La puerta del cuartucho de tablas estaba entornada y dentro se oían sollozos por lo que sin pensarlo el abogado entró. Creyó encontrarse en la antesala del infierno ante la imagen dantesca que se presentó a sus ojos: un olor repugnante, mezcla de alcohol, sudor y sangre. En el piso un hombre obeso, despojado de ropa y el mango de un cuchillo adornaba la mitad de su pecho, nadaba en un mar de líquido rojizo. Acurrucadas cerca de las tablas que formaban la pared, un par de bellas mujeres. En la mayor, su cara reflejaba aún su ajada hermosura, reconoció a su antiguo amor. La otra, joven, apenas cubierta con una raída bata, en la primavera de su vida.
De inmediato supo sin palabras lo que había pasado, ¡vaya dilema!
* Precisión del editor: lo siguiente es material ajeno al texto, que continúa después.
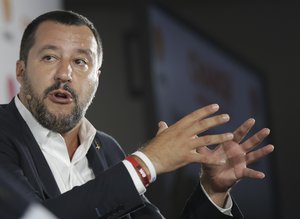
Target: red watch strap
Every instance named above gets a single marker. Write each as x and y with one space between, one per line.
141 172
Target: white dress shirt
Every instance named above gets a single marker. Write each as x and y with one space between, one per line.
69 173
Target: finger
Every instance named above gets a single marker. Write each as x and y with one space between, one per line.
243 130
200 126
256 139
258 154
210 140
253 174
198 115
206 158
161 127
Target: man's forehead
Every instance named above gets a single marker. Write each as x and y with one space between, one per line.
50 33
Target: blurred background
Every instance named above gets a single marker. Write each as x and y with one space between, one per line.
251 47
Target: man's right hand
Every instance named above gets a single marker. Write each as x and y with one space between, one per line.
176 146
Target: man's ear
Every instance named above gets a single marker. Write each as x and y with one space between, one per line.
20 70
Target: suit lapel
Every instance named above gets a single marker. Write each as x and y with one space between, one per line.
96 157
44 176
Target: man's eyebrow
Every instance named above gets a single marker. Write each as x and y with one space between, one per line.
87 52
48 47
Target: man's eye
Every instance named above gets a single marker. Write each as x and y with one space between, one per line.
80 62
49 58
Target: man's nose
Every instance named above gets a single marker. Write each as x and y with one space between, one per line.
64 72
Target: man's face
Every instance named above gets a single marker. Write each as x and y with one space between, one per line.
60 77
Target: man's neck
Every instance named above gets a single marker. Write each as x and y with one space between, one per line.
72 140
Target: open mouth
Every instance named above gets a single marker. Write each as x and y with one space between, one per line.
61 97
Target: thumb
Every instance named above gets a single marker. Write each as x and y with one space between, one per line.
161 127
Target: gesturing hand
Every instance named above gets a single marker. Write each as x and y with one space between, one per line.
177 145
218 179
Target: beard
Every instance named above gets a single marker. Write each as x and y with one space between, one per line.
60 123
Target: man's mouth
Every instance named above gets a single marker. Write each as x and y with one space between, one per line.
60 97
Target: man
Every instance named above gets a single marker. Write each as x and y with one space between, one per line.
78 172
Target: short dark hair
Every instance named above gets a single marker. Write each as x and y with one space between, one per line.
60 16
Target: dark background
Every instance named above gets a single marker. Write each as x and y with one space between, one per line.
266 35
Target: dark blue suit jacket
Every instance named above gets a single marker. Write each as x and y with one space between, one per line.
111 194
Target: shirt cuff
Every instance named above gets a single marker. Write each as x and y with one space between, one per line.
228 205
135 177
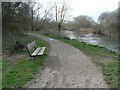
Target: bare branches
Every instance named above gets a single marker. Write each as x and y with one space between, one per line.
61 12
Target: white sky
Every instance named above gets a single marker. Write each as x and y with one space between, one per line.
92 8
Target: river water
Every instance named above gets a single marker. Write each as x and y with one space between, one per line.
95 39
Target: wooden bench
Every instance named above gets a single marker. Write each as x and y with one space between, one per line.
33 50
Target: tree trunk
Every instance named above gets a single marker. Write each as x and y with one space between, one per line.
59 28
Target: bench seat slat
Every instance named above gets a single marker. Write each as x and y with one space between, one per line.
41 51
36 51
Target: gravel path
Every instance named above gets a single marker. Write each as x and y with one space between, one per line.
67 67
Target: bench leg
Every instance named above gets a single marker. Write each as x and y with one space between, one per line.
34 58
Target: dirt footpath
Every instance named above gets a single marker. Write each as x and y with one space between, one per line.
67 67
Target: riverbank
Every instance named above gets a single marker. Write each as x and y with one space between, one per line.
104 59
19 68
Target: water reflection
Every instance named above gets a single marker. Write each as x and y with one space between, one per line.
95 39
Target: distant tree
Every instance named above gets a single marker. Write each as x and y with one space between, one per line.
61 11
109 22
83 22
103 16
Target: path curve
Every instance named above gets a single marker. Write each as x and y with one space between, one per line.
67 67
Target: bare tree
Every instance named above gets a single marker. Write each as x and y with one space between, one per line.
61 12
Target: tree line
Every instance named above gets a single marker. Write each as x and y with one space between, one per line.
20 17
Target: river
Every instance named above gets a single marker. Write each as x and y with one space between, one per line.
95 39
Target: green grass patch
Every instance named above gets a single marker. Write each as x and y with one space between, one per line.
98 55
16 75
111 72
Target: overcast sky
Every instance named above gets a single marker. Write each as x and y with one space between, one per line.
92 8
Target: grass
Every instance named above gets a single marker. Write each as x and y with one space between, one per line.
17 75
98 56
111 72
0 74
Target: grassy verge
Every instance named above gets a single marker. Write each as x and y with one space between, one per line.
98 55
17 75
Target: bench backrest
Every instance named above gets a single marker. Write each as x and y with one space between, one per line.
31 47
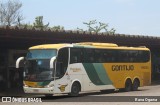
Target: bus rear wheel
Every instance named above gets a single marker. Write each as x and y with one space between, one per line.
75 89
128 85
135 85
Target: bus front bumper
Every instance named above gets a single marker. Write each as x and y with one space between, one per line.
48 90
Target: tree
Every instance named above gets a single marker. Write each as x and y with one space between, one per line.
94 26
10 13
39 23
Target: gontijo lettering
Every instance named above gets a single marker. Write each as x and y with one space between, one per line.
122 67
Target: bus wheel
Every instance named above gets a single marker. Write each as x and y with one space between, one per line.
135 85
128 85
75 89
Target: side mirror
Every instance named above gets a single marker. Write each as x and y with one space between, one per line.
52 62
18 61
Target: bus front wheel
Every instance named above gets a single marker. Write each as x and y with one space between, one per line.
75 89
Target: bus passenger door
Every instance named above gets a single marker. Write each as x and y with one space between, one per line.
61 81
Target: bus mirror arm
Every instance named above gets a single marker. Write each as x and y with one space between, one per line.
18 62
52 62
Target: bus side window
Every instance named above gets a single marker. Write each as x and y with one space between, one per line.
76 55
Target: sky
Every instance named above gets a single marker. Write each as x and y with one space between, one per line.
135 17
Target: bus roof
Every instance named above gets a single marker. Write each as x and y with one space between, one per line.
49 46
87 45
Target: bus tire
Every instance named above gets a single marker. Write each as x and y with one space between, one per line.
135 85
128 85
75 89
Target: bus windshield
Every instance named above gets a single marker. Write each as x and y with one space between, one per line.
37 65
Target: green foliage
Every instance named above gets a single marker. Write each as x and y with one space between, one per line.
97 27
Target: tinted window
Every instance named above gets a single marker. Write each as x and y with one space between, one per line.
108 55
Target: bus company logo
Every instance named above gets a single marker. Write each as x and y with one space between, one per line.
122 67
6 99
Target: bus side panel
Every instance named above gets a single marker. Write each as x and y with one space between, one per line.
119 72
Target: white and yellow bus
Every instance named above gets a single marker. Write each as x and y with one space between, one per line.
81 67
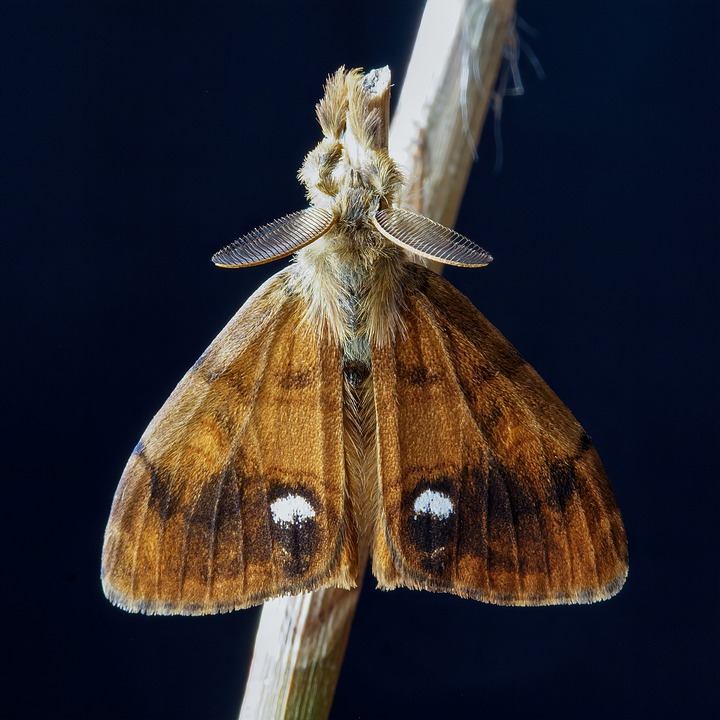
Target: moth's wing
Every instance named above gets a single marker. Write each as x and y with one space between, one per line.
490 489
277 239
423 236
236 491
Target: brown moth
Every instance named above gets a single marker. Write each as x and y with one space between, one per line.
359 403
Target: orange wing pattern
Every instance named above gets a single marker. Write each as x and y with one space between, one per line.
490 488
236 491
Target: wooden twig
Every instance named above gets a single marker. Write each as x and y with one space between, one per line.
301 640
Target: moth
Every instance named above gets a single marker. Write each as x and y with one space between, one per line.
359 404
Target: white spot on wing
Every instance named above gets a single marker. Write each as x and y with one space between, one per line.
432 502
291 509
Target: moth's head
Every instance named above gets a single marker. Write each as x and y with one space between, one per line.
350 172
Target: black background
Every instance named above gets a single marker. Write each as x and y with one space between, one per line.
137 138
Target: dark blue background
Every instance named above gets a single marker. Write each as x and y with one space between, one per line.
137 138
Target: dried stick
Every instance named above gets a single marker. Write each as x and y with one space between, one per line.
301 640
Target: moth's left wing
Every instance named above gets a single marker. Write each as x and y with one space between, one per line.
237 492
490 489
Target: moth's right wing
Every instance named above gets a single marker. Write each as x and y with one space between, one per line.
490 489
236 491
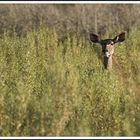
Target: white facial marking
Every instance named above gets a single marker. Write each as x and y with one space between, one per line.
107 54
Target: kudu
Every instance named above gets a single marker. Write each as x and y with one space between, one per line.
107 47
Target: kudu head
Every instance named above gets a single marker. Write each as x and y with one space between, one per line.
107 47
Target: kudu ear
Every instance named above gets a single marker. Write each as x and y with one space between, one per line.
94 38
120 38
Él, católico practicante, ¿qué hacer? Seguir las enseñanzas de sus queridos sacerdotes jesuitas: “La verdad os hará libres” y las indicaciones de sus sabios maestros jurisconsultos: “La ley es dura, pero es la ley”. O…
—Hola —saludo el jefe de la policía—, ¿cómo va la redacción de su informe?
—Ya casi lo acabo.
—Sabe, mi joven diputado, puede poner que ha disminuido el índice de criminalidad en su distrito. Sólo hemos tenido un caso sin importancia. Un borrachín, encuerado y apuñalado, que abandonaron en un lote baldío. Un caso clásico de pleito de cantina y robo agregado. Como nadie reclamó el cuerpo, fue enterrado en la fosa común. No valía la pena investigarlo.